VS Code configured with YAML schema validation.

Step 1: Confirm the transform task

Open the transform task’s task.yaml and confirm that the task type is TRANSFORM:

properties:
  name: transform_customers
  id: transform-customers-4823
  type: TRANSFORM

Step 2: Add source selection for the upstream datasets

Open or create sourceSelection.yaml in the transform task folder.

For example, to make the Customers and Orders datasets from a storage task available to the transform task:

explicitlySelected:
- name: Customers
  sourceTask: prepare-customers-4822
  type: TABLE
  sourceTableId: customers
- name: Orders
  sourceTask: prepare-customers-4822
  type: TABLE
  sourceTableId: orders

Use the upstream task ID as sourceTask. Use the upstream dataset ID as sourceTableId.

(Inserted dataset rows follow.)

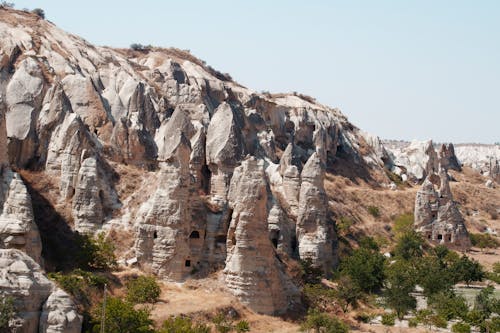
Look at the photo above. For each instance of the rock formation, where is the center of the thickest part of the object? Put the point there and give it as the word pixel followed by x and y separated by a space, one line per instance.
pixel 315 234
pixel 88 117
pixel 23 279
pixel 253 271
pixel 447 158
pixel 437 216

Step 3: Create the output dataset file

Create a dataset file under the transform task’s datasets/ folder.

For example:

qtcp_tasks/
  transform_customers/
    datasets/
      customerOrders.yaml

Add the custom SQL dataset definition:

properties:
  id: customer-orders-4823
  name: customerOrders
  inputDatasets:
    - datasetId: customers
      name: customers
      taskId: prepare-customers-4822
    - datasetId: orders
      name: orders
      taskId: prepare-customers-4822
customDatasetSettings:
  customSql:
    expressionStatement: "SELECT c.customer_id, c.customer_name, o.order_id FROM ${customers} AS c INNER JOIN ${orders} AS o ON c.customer_id = o.customer_id"
    alias:
      - name: customers
        value: '{{ref(project.current.projectId)}}$\_$prepare-customers-4822$\_$customers'
      - name: orders
        value: '{{ref(project.current.projectId)}}$\_$prepare-customers-4822$\_$orders'
    incremental: false

The inputDatasets entries identify the datasets used by the SQL expression.

The SQL expression uses ${alias} placeholders. Each placeholder must match:

an inputDatasets[].name value;
an alias[].name value.

The alias[].value value identifies the project, upstream task, and upstream dataset.

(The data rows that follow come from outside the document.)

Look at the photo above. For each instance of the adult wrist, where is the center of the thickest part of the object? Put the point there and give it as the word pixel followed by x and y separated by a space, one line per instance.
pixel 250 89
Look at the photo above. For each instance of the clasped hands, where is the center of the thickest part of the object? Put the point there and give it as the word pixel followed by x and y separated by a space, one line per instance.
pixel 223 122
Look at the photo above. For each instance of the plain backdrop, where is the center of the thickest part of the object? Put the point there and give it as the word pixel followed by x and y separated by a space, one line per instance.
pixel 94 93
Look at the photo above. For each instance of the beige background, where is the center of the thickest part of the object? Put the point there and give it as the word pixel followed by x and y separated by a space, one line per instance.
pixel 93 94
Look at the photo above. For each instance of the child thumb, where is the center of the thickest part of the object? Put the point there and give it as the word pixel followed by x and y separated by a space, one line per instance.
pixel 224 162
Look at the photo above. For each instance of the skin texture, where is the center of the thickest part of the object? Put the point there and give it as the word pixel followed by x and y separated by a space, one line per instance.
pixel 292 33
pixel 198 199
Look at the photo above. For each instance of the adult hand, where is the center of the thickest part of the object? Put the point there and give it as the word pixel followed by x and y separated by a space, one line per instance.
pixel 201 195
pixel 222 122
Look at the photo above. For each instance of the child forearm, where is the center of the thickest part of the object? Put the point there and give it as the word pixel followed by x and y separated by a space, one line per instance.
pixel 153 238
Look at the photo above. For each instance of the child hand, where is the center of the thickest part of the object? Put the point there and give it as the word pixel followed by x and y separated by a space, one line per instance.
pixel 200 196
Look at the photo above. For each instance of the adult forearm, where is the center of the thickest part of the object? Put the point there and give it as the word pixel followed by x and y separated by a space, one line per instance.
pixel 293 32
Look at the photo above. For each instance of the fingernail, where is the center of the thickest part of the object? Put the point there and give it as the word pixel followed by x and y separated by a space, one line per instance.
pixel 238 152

Step 4: Validate aliases and dataset references

Before applying the change, confirm that:

Each SQL placeholder has a matching alias.
Each alias has a matching input dataset name.
Each input dataset references the correct upstream taskId.
Each datasetId matches the upstream dataset ID.
The dataset file is under the transform task’s datasets/ folder.

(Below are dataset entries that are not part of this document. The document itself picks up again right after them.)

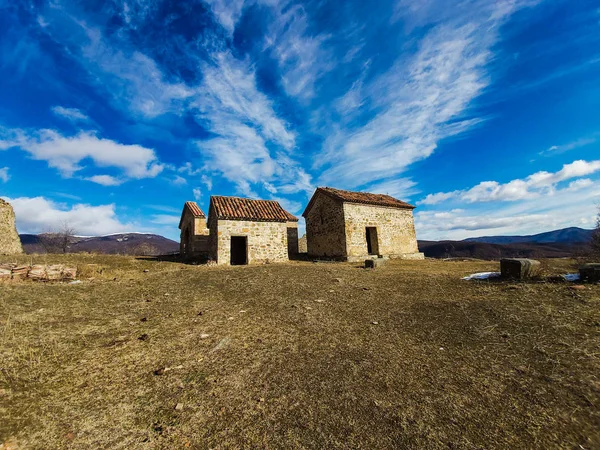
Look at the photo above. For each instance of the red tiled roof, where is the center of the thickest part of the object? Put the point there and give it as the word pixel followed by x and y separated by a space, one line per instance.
pixel 364 198
pixel 236 208
pixel 193 208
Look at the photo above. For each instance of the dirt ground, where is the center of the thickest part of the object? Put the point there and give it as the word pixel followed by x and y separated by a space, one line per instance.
pixel 144 354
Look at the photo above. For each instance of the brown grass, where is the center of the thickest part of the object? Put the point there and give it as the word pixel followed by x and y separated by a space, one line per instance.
pixel 294 358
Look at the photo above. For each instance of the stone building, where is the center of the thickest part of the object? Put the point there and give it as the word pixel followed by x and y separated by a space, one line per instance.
pixel 245 231
pixel 10 243
pixel 194 232
pixel 353 226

Step 5: Validate and synchronize

Before applying the change:

Check the VS Code Problems panel for YAML schema errors.
Commit and push the updated files if you use version control or create an archive ZIP file.
Apply remote changes in Qlik Cloud, or import the updated project package.
Verify that the transform task contains the new output dataset.
Run the pipeline and confirm that the SQL transformation produces the expected output.

Troubleshooting

Issue: The SQL expression cannot resolve a dataset

Confirm that every ${alias} placeholder in the SQL expression has a matching entry in the alias array and a matching inputDatasets[].name.

Issue: The transformation points to the wrong source data

Confirm that taskId and datasetId reference the intended upstream task and dataset.